A l’inverse, certains patients sont « hyper-observants » et appliquent trop de produit, pensant à tort accélérer la guérison. Ils amplifient ainsi les effets secondaires et finissent parfois eux aussi par tout abandonner. Enfin, l’acné peut être plus compliquée à prendre en charge pour des peaux ayant tendance à l’eczéma. Les traitements sont alors trop agressifs pour ces peaux fragiles et l’arsenal thérapeutique dont nous disposons est inadapté. En réalité, derrière une simple problématique d’acné, il y a souvent des spécificités individuelles complexes à résoudre.
Nous devons accompagner nos patients avec des solutions personnalisées pour qu’ils suivent leur traitement correctement.
Benoït Cadars - Attaché scientifique BIODERMA
CIBLER LES BOUTONS ENFLAMMÉS EN PRIORITÉ
Benoît CADARS
Attaché scientifique BIODERMA
Les peaux à tendance acnéique font face à différents types d’imperfections, qui exigent chacune des réponses spécifiques. Dans la gamme Sébium de BIODERMA, Sébium Sensitive est dédié en priorité à 3 typologies de cas où le facteur d'inflammation est toujours prépondérant :

Acné classique
En cas de boutons enflammés, rouges et douloureux mais pas en cas d’acné rétentionnelle avec comédons, car Sébium Sensitive n’a pas d’action kératolytique. En cas de points noirs, préférez Sébium Global.

Acné tardive
A l’âge adulte, les boutons sont moins nombreux mais souvent très enflammés :
papules, pustules et nodules. Les ingrédients actifs de Sébium Sensitive contribuent à rééquilibrer la composition du sébum pour la rapprocher de celui d’une peau saine.

Peaux à tendance acnéique sous traitement kératolytique
Sébium Sensitive est indiqué pour accompagner les patients suivant un traitement kératolytique (s’applique localement) car il compense leur effet desséchant sans risque d’accroître les imperfections, à la différence d’un soin hydratant classique. Sébium Hydra, quant à lui, est plus adapté en accompagnement des traitements kératolytiques locaux .
Dr Michèle Sayag - Médecin allergologue
OUI, UNE PEAU ACNÉIQUE PEUT ÊTRE SENSIBLE !
Dr Michèle SAYAG
Médecin allergologue
Quand on parle d’acné, on pense immédiatement peau grasse, mais rarement peau sensible ou déshydratée. Et pourtant, les choses ne sont pas si simples, comme l’explique Michèle Sayag, médecin allergologue.
Derrière un problème d’imperfections, il y a toujours un excès de sébum c’est vrai, donc une peau plutôt grasse. Mais les découvertes récentes sur la dysséborrhée ont affiné l’approche. Les connaissances scientifiques actuelles confirment le ressenti exprimé par beaucoup de patients touchés par l’acné, surtout si le problème dure dans le temps. Ils parlent d’une peau devenue intolérante qui ne supporte plus rien, avec des zones grasses et d’autres ultra-sensibles. La peau grasse à tendance acnéique est mieux comprise aujourd’hui, elle s’avère plus complexe. C’est une conséquence normale de la modification de la composition qualitative du sébum, qui entraîne une augmentation de la perte insensible en eau : une peau grasse peut donc être déshydratée.
Par manque d’eau, cette peau grasse est fragilisée et d’autant plus agressée, si elle reçoit un traitement anti-acnéique asséchant pour lutter contre les imperfections.

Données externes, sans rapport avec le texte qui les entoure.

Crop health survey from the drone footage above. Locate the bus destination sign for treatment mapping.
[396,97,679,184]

La peau est un écosystème vivant
N’oublions pas que la peau possède un microbiome, autrement dit une flore cutanée composée de micro-organismes (bactéries, champignons, acariens…) qui fait barrière aux germes indésirables et nous protège des infections.

Mais le moindre déséquilibre dans ce milieu fragile peut avoir des conséquences importantes et laisser le champ libre à de « mauvaises » bactéries… Rien d’étonnant à ce que des traitements locaux agressifs pour trai ter l’acné modifient les réactions de la peau.

Il faut donc adopter une stratégie thérapeutique plus subtile, qui prenne en compte la sensibilité de la peau acnéique.